Türkiye’ye karşı ikircikli bir hal ve tutarsız siyasetler geliştirmeye başladıklarını vurgulayan Altun, “Avrupa’daki iç çekişmeler, Britanya’nın Birlik’ten ayrılması, Avrupa anayasası tartışmaları, yükselen ırkçılık ve çok sağcılık sonrası Türk halkının bir kısmında hayal kırıklığı yaratacak formda süreç akamete uğratıldı. Fakat bu süreçte Türkiye’nin AB için nasıl bir olmazsa olmaz olduğu da görüldü” dedi.

‘Türkiye şimdi üye olmadan AB’ye örnek bir ülke oldu’

Altun, şöyle devam etti:

“Mülteci sıkıntısındaki insani ve ahlaki yaklaşımı, terör örgütlerine karşı ayrım yapmadan verdiği çaba ve dünyanın neresinde olursa olsun demokrasi prensibinin ardında dengeli bir biçimde durarak Türkiye şimdi üye olmadan AB’ye örnek bir ülke oldu.

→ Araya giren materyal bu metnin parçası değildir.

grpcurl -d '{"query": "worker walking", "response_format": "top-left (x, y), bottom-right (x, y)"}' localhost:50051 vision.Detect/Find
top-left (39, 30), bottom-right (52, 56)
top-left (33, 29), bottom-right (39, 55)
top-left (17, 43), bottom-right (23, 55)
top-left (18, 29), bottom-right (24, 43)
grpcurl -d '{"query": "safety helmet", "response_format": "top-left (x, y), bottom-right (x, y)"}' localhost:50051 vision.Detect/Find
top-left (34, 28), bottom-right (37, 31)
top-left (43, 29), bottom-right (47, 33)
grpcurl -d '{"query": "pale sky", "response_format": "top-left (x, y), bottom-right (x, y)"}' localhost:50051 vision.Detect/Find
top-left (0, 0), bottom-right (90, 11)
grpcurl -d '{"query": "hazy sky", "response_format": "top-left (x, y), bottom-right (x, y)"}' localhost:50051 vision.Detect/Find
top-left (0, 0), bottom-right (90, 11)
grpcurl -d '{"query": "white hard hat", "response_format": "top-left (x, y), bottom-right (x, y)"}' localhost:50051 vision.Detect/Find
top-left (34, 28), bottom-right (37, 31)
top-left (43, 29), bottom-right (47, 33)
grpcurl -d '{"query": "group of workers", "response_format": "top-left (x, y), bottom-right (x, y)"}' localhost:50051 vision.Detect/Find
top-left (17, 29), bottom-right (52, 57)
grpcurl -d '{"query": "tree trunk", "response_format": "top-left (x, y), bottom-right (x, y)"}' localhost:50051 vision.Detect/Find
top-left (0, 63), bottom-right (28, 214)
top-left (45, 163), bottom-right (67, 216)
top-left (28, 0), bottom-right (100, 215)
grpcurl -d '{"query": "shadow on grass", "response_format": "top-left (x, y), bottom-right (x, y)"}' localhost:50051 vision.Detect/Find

Türkiye’nin üyeliğini AB’nin hem jeopolitik varlığı hem de çok kültürlü geleceği için olmazsa olmaz görenlerin sayısı artmaya başladı. Biz AB üyeliği istikametindeki kararlılığımızı on yıllarca ortaya koyduktan ve Cumhurbaşkanımızın son hafta verdiği bildirilerden sonra artık düzgün niyet gösterme sırası AB’de.

Doğu Akdeniz ve yaptırım konusunda yapılan kimi haberler Türkiye ile AB’nin çıkarları açısından riskli gelişmeler. Bilhassa de içinden geçilen bu kritik periyotta. Türkiye’nin stratejik gayeleri için AB ne kadar kıymetliyse AB’nin güvenliği ve geleceği için Türkiye o kadar değerlidir.

Kimi önderlerin iç politik hareketler için Türkiye’yi kullanmaya çalışması o ülkelerde dahi kabul görmezken bu durum AB’de katiyetle muteber bulunmamalıdır. AB ortak bir gelecek fikriyle ayrımcılık yapmadan, uzun vadeli ortak çıkarlarımız ışığında artık Türkiye ile ilgili açmazını aşmak zorundadır. AB iktisadı, siyaseti ve dış siyaseti için bir dahaki en büyük atılım Türkiye’nin tam üyeliği olacaktır. Biz buna hazırız.”

Yorumlar

Henüz yorum yapılmamış. İlk yorumu yukarıdaki form aracılığıyla siz yapabilirsiniz.